After 40 years, seven sequels, and two remakes, Michael Myers is back! What made the original Halloween so effective and terrifying was how simple it was. Halloween was made by John Carpenter on a very tight budget of only $300,000, yet the final product generated $70 million at the box office worldwide and is now regarded as one of the scariest films of all time. Later Halloween films, especially the Rob Zombie remakes, went a little too “Hollywood,” and the bigger budget and cinematic polish resulted in a less engaging and effective experience.
Halloween is scary because of the randomness of it. It’s a simple story of a deranged psychopath escaping a mental institution and going on a killing spree. Its low budget made it all the more scary. Carpenter managed to terrify audiences with nothing but a now iconic score, inventive cinematography, tension, and a truly terrifying force of a villain. That’s all you really need to make a truly memorable horror movie. Another mistake the sequels and remakes made was the decision to humanize Michael Myers. In the original Halloween, Nick Castle, the actor who played the role, was credited merely as The Shape, while in Halloween II, it was revealed that Michael was protagonist Laurie Strode’s brother. Not only that, director Rob Zombie focused his remake and its sequel almost entirely on Michael’s tragic past. This infuriated many hardcore Halloween fans, who enjoyed the enigmatic and supernatural quality of the original Michael Myers. Audiences don’t want to see his face and don’t want to know anything about his family and relationships. In other words, they want The Shape, not Michael Myers.
Although it’s the franchise’s eleventh entry, Halloween (2018) serves as a direct follow up to the original Halloween, ignoring all previous sequels.
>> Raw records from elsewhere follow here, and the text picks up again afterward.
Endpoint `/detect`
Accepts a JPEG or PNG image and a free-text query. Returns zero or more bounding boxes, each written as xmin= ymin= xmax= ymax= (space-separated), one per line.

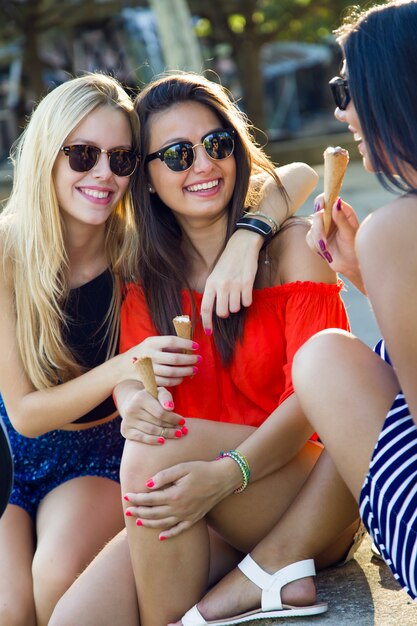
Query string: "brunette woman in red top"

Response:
xmin=116 ymin=73 xmax=361 ymax=626
xmin=50 ymin=73 xmax=360 ymax=626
Halloween: H20 tried doing something similar 20 years ago by ignoring everything other than Halloween and Halloween II, although the results were mixed. After four decades, will this be the sequel that gets it right? With production company Blumhouse Productions, writer Danny McBride, and director David Gordon Green on board, it seems the filmmakers are pulling out all the stops. More importantly, Jamie Lee Curtis is reprising her role as Laurie Strode, Nick Castle is donning Michael Myers’ mask once again, and John Carpenter is returning to produce as well as compose a new and original score. The approach to Laurie’s character seems especially intriguing, as her traumatizing clash with Michael years ago left her eager for a rematch. Their final(?) showdown should make for a fitting end to an iconic horror series. After 40 years, The Shape finally comes home.